Corn and Grain Sorghum Research Verification – Kevin Lawson (Corn & GS Verification Coordinator)

The second of eight anticipated corn verification fields was planted on Saturday April 5 in White County.  The field is 40 acres and planted with Armor 1550PRO at 34,000 seeds per acre.  I visited the field on April 10 and the seed had just germinated.  Between April 5 and April 10, the field had accumulated 39 heat units.  At these temperatures I estimate it will emerge in around 10 days.  The first field we planted, in Clay County, has also germinated.  As of April 8 it had accumulated around 56 heat units, so it is about a week off from emergence.  I am hoping we miss this rain this weekend and get the rest of the fields planted.

Southeast Arkansas Update – Wes Kirkpatrick (Desha County) & Kevin Norton (Ashley County)

Corn that has been planted is starting to emerge.  Heavy amounts of rain earlier this week have kept producers out of the fields this week.  If it doesn’t rain this weekend, producers can be back in the field around Monday.  About 70% of the corn acres in Ashley County have been planted and about 50-70% in Desha County.  As it gets later in the year, some producers are starting to discuss about switching over from corn to soybeans.

Central Arkansas Update – Brent Griffin & Michael Paskewitz (Prairie County)

Approximately 25% of corn acres have been planted.  Corn that was planted two weeks ago has emerged but is slightly uneven.  The southern half of the county is very wet, but we hope to resume field work on Saturday.  Scattered fields from Hickory Plains to Des Arc are being planted today (Thursday April 10).

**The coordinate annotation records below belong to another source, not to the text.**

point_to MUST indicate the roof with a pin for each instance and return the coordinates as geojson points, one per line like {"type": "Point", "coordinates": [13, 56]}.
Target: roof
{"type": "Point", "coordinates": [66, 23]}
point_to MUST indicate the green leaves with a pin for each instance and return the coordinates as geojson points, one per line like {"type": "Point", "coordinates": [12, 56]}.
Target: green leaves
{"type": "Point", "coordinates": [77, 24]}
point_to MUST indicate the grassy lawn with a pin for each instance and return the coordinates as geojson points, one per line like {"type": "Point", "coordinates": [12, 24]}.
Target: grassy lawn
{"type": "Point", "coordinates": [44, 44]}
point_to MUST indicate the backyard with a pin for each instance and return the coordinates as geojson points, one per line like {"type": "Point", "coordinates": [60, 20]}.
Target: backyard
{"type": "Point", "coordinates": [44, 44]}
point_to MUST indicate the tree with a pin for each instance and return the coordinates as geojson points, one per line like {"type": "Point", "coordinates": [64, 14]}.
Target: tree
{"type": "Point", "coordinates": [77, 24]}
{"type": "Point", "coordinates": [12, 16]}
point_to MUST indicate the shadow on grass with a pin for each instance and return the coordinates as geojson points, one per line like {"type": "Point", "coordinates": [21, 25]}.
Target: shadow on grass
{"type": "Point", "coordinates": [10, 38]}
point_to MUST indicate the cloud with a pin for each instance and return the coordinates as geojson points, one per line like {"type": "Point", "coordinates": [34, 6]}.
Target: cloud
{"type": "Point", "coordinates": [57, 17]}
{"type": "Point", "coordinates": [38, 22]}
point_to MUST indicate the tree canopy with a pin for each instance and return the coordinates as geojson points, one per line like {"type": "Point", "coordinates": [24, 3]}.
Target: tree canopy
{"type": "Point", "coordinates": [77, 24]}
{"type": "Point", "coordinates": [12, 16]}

No grain sorghum has been planted at this time.

Northeast Arkansas Update – Herb Ginn (Lawrence County) & Branon Thiesse (Craighead County)

We still have about 20% of the corn planted.  Acres that were planted several weeks ago are just now spiking.  Rice is just spiking as well.  Unfortunately most fields are far too wet to do anything with.  We may be able to get back into the fields Monday if no further precipitation occurs.  Fields that usually dry quicker than others are still too wet for corn planting to start again.  Hopefully the warm temperatures will hold to aid in germination and dry the soil.  The Lawrence County hybrid corn plot has had to be pushed back again due to wet field conditions.

River Valley Update – Kevin VanPelt (Conway County) & Hank Chaney (Faulkner County)

The first corn planted two weeks ago emerged this week, but some rain over the weekend slowed planting down. Everyone should finish up by this weekend though. We’ve finally had a string of warmer days this week and with overnight lows predicted to only be in the 60’s by the end of the week, we expect to see everything up and going by next weekend.

Heat Units

A cold start to the week brought down accumulated heat units for the week.  We started with about 3 heat units per day but ended up the week with some temperatures in the high 70’s and low 80’s, which gave us approximately  15 heat units.  Put it all together though and we really took a dip from the 30 year average for this same week.   This cool weather is making for slow emergence and slow growth.


Region of the state(city)

Heat Units Accumulated April 5–April 11

30 Year Average Heat Units April 5– April 11

Total Heat Units Since March 9

30 Year Average Heat Units Since March 9

Southeast Arkansas(McGehee, AR)





Central Arkansas         (Des Arc, AR)





Northeast Arkansas(Jonesboro, AR)





River Valley    (Morrilton, AR)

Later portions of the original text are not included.